There are numerous ways to stay fit for those who do not want to pay for a gym membership. A gym can be costly and busy, and not to mention you usually have to sign some type of agreements. And also, the offering strategies used by staff to get you to purchase other services such as classes or personal training are pretty annoying. The good news is that I will show you a number of workout routines that can be performed at home. You may be limited in the muscle building department, but you can easily lose fat and tone up.

Body Weight Training

Body weight training is where you only use the weight of your body for exercises, which means no dumbbells or bars whatsoever. You may be thinking that this will not be productive but are incorrect. Many people only workout this way and get ripped and toned fast. Without weights you tend to do more repetitions and less rest, which means a higher intensity cardio session that burns fat fast. Aside from running and jump rope, some activities to try are:

* Dips - performed on a chair or bench, dips are an excellent starter exercise. These are great for working out your shoulders, triceps, and abdominals.

* Pushups - Pushups can be performed in different ways to target specific areas. If you do diamond pushups you are working the trapezius and deltoid region. Keeping your hands together also works your chest and biceps. Close hand, incline, and decline pushups are also available to you. Back in the day when football just started weight training was still not popular, and that meant many athletes only chose to do hundreds of pushups split into numerous sets!

* Pull-Ups - although you require a bar for these, they are relatively easy to find and do in any park or playground.
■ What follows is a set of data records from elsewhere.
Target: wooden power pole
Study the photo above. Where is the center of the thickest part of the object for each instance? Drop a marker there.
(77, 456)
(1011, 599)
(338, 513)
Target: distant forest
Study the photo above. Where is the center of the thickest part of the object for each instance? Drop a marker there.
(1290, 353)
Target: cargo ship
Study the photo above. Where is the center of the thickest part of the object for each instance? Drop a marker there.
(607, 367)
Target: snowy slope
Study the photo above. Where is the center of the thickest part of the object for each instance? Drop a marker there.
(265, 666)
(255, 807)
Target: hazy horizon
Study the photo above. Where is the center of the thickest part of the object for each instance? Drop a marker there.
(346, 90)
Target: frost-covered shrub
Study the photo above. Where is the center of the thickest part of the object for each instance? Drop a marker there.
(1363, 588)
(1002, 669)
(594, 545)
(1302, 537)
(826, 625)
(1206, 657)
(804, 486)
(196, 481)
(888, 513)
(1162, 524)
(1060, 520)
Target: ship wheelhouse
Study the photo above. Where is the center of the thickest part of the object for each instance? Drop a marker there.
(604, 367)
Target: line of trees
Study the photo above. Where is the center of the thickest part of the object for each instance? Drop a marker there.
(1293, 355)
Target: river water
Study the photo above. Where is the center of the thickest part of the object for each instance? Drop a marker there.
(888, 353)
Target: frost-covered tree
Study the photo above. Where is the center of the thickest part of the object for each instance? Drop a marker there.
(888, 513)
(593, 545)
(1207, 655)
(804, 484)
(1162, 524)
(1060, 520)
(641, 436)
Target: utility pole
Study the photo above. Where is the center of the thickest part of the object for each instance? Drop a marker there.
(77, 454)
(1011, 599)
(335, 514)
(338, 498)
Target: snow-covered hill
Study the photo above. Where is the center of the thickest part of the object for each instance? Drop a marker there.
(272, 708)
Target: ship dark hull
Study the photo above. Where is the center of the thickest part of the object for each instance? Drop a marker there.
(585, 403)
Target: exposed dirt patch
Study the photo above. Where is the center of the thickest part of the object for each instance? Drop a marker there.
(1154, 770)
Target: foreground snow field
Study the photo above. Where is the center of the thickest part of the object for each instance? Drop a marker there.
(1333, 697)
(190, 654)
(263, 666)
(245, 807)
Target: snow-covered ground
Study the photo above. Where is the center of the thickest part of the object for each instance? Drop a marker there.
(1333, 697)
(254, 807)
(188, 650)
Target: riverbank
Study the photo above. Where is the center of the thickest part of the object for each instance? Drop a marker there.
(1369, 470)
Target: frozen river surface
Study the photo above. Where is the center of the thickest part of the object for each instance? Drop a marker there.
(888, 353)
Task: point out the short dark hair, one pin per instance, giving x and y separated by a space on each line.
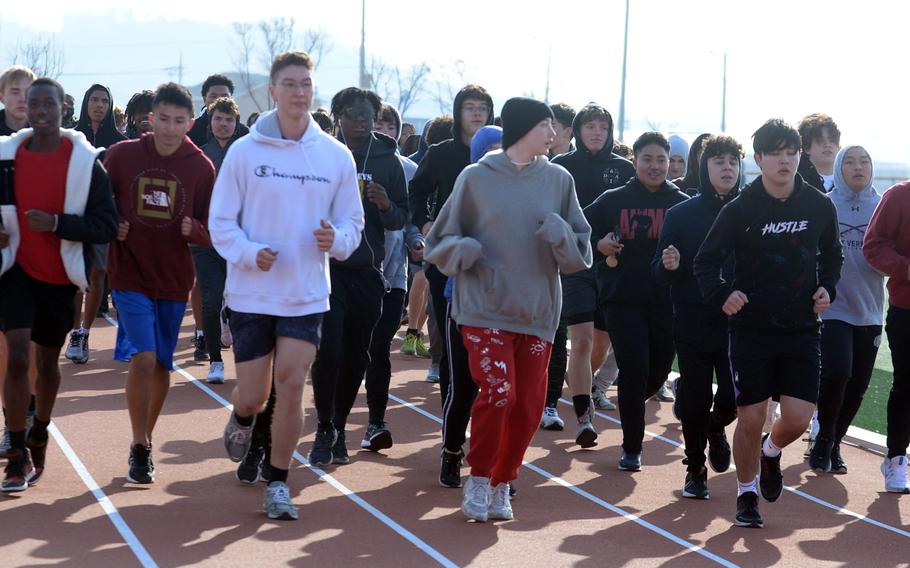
346 97
721 145
775 134
287 59
175 94
649 138
217 80
48 82
813 126
563 113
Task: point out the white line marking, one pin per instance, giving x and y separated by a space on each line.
109 509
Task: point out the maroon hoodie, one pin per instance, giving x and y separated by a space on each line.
154 194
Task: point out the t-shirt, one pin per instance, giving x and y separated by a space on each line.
40 184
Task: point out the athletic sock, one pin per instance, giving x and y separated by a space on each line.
245 421
581 402
278 474
769 449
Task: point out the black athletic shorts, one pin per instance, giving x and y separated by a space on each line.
579 299
27 303
771 365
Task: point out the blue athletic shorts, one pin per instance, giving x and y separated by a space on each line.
147 325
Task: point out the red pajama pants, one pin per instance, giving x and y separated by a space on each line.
510 370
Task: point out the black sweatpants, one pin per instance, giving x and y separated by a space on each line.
379 370
456 409
642 338
848 357
897 325
702 349
343 355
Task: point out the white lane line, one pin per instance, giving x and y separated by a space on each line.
109 509
594 499
803 494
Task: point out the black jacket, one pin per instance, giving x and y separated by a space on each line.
783 250
107 134
379 159
637 215
685 227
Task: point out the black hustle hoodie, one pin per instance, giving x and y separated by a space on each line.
597 172
685 227
107 134
439 168
783 252
378 157
637 215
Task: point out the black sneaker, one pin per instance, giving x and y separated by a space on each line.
321 454
771 479
141 469
719 451
248 470
838 467
340 450
747 511
450 469
377 437
696 486
200 353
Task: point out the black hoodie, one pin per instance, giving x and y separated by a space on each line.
594 173
379 158
783 250
685 227
107 134
439 168
638 216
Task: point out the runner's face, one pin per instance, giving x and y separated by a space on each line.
857 168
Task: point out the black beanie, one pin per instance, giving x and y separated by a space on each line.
519 116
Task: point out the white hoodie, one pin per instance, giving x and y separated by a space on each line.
272 192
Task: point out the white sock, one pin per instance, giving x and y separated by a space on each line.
769 449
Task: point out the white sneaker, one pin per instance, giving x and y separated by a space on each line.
500 504
476 501
895 472
216 373
551 420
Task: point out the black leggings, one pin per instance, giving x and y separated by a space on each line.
848 357
379 370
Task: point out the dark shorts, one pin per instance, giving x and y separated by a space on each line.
579 299
27 303
255 334
768 365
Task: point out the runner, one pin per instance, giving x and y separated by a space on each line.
276 239
56 203
784 239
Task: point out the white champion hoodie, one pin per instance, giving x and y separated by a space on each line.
272 192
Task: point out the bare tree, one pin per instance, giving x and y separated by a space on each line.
41 54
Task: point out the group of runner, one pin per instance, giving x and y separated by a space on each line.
302 240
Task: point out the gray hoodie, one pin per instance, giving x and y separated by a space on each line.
860 291
507 234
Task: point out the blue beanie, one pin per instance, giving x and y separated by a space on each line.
483 139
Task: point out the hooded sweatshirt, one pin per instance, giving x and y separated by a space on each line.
437 171
861 291
783 250
685 227
107 134
637 216
273 192
507 234
153 194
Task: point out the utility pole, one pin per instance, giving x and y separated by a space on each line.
622 95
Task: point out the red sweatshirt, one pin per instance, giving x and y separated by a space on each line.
887 242
154 194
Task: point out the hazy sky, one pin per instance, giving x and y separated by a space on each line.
785 58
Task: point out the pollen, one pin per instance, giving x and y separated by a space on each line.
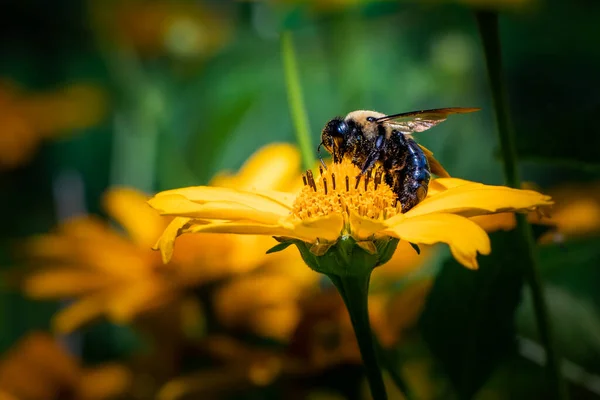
341 189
The extra effort will be worth it with pull-ups though You can alter your grip to wider, for working your back more, to narrower for using your biceps more. Also a good training to do on the pull up bar is leg raises which work the abdominals.

* Crunches/Sit Ups - Crunches and sit ups are different type of exercises, but work the same muscle group which is the abdominals. The difference is that with crunches you only lift your shoulders off the ground, and with sit ups you lift your whole upper body, whilst keeping your feet fixed. There are numerous exercises you will discover and try which create a flat stomach rapidly!

At Home Equipment

Purchasing your own home gym equipment to make use of at home can be expensive at first, but in the long run may be worth the investment. Dumbbells can be bought cheap because you only really need about 3-5 different weight sizes to get the workouts in you need. Kettlebells are also perfect for at home weight training. There are numerous interchangeable benches that can be purchased and take up little room. You can use then as flat, incline or decline for different angles.

Safety needs to be important if lifting weights in your home, and no-one is about. Only exercise with weights that you are able to lift, and place the right amount of cardio stress that you know your body can handle. Drink plenty of water and have fun!